April 9, 2012 by dairycarrie
Risk more than others think is safe.
Care more than others think is wise.
Dream more than others think is practical.
Expect more than others think is possible.
The average age of Wisconsin dairy farmers is somewhere right around 55 years old. I think we all know that the vast majority of graduating high school seniors are not dreaming of becoming dairy farmers. This leads to the question, where will our milk, butter, cheese and ice cream come from in 10 or 15 years?
My husband and I own a dairy farm. But what we really should call it is a former dairy farm. We still have the silos, the buildings and the barn. The pipeline still hangs in the barn and almost 100 empty stantions great us each time we open the barn door. We bought our farm almost 6 years ago in the lobby of the sheriff’s department on foreclosure auction. That day was one of the happiest days of our lives. We got the place for a very good price and soon set up pastures for my horses and coops for the chickens, we never even had an idea of what the future would hold for us.
A few years later we were married, we both worked at jobs in town and came home and enjoyed our “farm”. Eventually after much discussion I left my town job and started working on my husband’s parent’s 100 cow dairy farm. Going in I didn’t have a clue about cows or farming but we had an idea of what we wanted our life to be like in the future and the first step was to figure out if dairy farming was the right path for us to be on. The cows and I clicked and I finally had the feeling of knowing what I was meant to do. We started buying a few calves and cows here and there and building our own herd. Then a couple of years after joining the farm things went sour and my husband and I were back to square one.
For the last two years my husband, myself and our cows have been stuck in limbo. A man without a country has nothing on a cow without a farm. We’ve shuffled our cows and young stock from place to place, trying to find the perfect solution. We have a new dream. Instead of one day taking over the farm and fields that my husband grew up on and both of us working on the farm together, now we hope to bring a smaller herd of dairy cows back to the farm that we own. The problem with this plan is that just about every twist in the road is bringing road blocks. The largest road block is a doozie and we can’t move on to the other problems until this one is cleared.
Our beautiful farm once housed about 100 cows and another 100+ replacement heifers. As the farmer and his wife aged and his sons went on to non farming careers they made the decision to sell the cows and eventually they sold the farm. A neighboring farmer who had also sold his cows and instead went to crop farming, bought the farm. Like the majority of farms that no longer housed dairy farms the crop land was split off from the buildings and the house, buildings and the land they sat on was sold as a farmette. Our “farm” sits on just over 6 acres.
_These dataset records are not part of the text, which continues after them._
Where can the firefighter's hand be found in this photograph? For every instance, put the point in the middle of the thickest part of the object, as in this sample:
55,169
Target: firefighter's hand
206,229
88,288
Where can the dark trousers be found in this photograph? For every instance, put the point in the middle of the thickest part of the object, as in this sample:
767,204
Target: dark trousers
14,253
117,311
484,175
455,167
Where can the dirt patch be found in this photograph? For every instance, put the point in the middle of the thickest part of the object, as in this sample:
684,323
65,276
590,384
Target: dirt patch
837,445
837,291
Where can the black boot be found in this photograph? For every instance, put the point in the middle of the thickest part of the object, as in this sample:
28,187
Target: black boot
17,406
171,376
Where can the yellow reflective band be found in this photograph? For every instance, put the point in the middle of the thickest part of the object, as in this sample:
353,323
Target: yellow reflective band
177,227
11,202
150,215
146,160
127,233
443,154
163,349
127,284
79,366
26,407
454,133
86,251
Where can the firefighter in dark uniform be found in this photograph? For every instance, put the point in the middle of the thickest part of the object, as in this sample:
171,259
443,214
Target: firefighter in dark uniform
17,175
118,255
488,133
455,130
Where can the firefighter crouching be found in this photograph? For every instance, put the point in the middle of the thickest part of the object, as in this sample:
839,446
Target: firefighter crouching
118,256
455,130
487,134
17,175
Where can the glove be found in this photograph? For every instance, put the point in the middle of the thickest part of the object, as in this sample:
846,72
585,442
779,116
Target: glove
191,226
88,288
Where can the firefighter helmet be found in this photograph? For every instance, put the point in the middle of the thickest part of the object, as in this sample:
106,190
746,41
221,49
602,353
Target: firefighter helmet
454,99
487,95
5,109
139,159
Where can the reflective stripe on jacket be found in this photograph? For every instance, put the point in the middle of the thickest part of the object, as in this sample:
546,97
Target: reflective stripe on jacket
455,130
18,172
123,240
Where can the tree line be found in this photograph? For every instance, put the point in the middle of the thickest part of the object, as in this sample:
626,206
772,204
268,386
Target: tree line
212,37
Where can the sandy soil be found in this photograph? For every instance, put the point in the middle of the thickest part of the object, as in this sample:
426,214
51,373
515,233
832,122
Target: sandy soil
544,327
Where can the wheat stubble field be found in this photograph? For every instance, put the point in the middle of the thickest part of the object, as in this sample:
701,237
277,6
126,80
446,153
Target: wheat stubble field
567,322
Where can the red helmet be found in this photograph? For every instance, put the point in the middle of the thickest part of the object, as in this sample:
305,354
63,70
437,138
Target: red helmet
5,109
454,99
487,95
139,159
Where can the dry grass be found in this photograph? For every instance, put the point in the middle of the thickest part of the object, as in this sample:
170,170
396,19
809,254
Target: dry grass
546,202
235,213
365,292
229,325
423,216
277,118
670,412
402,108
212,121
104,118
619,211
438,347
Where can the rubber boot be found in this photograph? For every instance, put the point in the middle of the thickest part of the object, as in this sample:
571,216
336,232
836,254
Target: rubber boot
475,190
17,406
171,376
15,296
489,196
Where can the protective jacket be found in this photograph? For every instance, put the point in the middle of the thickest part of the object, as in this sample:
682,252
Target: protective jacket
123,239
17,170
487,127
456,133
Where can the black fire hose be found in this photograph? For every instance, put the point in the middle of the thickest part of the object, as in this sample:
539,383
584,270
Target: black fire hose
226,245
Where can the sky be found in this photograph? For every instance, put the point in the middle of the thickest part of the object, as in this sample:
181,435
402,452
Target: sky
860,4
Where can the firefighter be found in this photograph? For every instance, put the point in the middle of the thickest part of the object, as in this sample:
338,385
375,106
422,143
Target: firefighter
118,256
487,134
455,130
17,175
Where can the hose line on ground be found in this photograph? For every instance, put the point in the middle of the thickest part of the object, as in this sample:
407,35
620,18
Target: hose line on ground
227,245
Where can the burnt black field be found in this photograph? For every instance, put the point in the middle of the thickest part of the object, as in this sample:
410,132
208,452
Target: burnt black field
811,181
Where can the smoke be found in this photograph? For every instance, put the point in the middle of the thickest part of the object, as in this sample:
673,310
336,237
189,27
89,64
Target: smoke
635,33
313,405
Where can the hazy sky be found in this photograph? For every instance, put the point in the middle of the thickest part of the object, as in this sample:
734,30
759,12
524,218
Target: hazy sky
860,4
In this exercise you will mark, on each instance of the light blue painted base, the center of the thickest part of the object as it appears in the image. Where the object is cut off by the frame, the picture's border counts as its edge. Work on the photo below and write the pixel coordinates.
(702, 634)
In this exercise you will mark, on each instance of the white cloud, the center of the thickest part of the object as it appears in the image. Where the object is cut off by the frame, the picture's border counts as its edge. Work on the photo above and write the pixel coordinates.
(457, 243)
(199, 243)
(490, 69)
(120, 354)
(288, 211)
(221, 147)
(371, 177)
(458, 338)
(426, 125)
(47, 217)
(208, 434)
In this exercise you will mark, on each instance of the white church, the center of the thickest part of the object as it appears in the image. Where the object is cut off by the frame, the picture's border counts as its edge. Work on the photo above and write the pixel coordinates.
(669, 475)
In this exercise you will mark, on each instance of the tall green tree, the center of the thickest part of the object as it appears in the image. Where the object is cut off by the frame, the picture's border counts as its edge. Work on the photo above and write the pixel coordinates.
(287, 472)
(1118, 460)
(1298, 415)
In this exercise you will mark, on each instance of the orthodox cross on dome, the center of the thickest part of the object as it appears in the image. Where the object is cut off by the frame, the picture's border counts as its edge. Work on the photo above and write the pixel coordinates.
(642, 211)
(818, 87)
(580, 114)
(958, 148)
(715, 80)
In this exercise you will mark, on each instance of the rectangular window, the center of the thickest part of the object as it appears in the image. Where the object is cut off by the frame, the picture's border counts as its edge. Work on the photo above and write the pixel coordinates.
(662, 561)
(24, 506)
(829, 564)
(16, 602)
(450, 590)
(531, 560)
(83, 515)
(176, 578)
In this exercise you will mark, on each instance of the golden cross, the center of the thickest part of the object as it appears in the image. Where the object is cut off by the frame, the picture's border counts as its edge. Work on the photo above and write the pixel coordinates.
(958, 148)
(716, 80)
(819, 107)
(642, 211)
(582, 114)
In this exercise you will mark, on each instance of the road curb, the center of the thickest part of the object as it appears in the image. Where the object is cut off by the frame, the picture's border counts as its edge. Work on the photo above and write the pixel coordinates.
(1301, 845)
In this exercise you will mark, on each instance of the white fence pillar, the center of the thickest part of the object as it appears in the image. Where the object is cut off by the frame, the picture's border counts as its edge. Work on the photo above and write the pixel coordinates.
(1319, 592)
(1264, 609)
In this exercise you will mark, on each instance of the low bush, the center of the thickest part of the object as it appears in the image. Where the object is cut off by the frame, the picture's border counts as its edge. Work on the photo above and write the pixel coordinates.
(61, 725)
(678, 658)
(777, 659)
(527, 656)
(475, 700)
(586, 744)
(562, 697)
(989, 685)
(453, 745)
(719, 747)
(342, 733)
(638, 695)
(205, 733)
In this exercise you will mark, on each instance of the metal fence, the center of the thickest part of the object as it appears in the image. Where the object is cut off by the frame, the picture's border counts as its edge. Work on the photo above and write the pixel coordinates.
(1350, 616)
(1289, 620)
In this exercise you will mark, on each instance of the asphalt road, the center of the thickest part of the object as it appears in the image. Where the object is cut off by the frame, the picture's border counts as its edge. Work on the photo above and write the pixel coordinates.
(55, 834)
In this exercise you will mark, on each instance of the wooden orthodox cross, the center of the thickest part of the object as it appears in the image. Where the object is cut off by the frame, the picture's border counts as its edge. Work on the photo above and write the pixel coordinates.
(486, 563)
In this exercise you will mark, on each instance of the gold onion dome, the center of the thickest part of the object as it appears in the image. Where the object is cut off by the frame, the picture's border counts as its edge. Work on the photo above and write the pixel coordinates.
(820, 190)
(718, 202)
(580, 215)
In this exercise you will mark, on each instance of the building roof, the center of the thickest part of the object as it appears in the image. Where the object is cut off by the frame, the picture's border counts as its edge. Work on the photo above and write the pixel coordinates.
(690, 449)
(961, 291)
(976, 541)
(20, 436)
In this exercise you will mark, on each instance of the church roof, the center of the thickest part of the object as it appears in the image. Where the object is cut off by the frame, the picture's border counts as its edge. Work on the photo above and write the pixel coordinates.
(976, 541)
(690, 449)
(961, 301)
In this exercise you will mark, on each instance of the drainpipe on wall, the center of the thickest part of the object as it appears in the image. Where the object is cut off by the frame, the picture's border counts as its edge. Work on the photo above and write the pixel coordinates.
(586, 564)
Jefferson County sits between Madison and Milwaukee. It’s a county of small towns full of people who commute to the larger cities each day. It is also a county with a good number of farms and farm land. Back in the 70’s there were water quality issues due to over spreading of chicken manure on land near the waterways of our county by a large egg facility. The county board enacted some very strict zoning laws pertaining to “animal units” per acre and never looked back. Currently unless you have 35, continuous, owned not rented acres, you may only keep one 1000lbs “animal unit” per acre. We have 6 acres, this means we can have 6 cows. Many other counties have similar laws however they allow more animals per acre so long as you can show that you have a manure management program that includes enough contracts to spread the manure on enough acres to not cause problems. However Jefferson County has chose not to allow this. With land costs in the $8-10,000/acre, even if the land around us was for sale financing over a quarter of a million dollars to reach the magic 35 acre number isn’t possible. The laws they enacted in the 70’s are effectively keeping young farmers from starting and building their own futures.
So we think that now may be the time to push for a change. Not only for our future but for other young farmers who are starting out on their own. The fight will be expensive, the costs to apply for a zoning change first in our township then the county are over $1,500. If they say no, we do not get the money back. We will need to pay for outside consultants, attorneys and i’m sure there will be bills for things I can’t even imagine yet. This will use up any savings we have, any extra income and it could be all for nothing more than a chance at our dream.
So as we start down this road we ask for your prayers and support. We may get to the time when we will need you to raise your voice in support of our dreams and I think you in advance for any help you can give.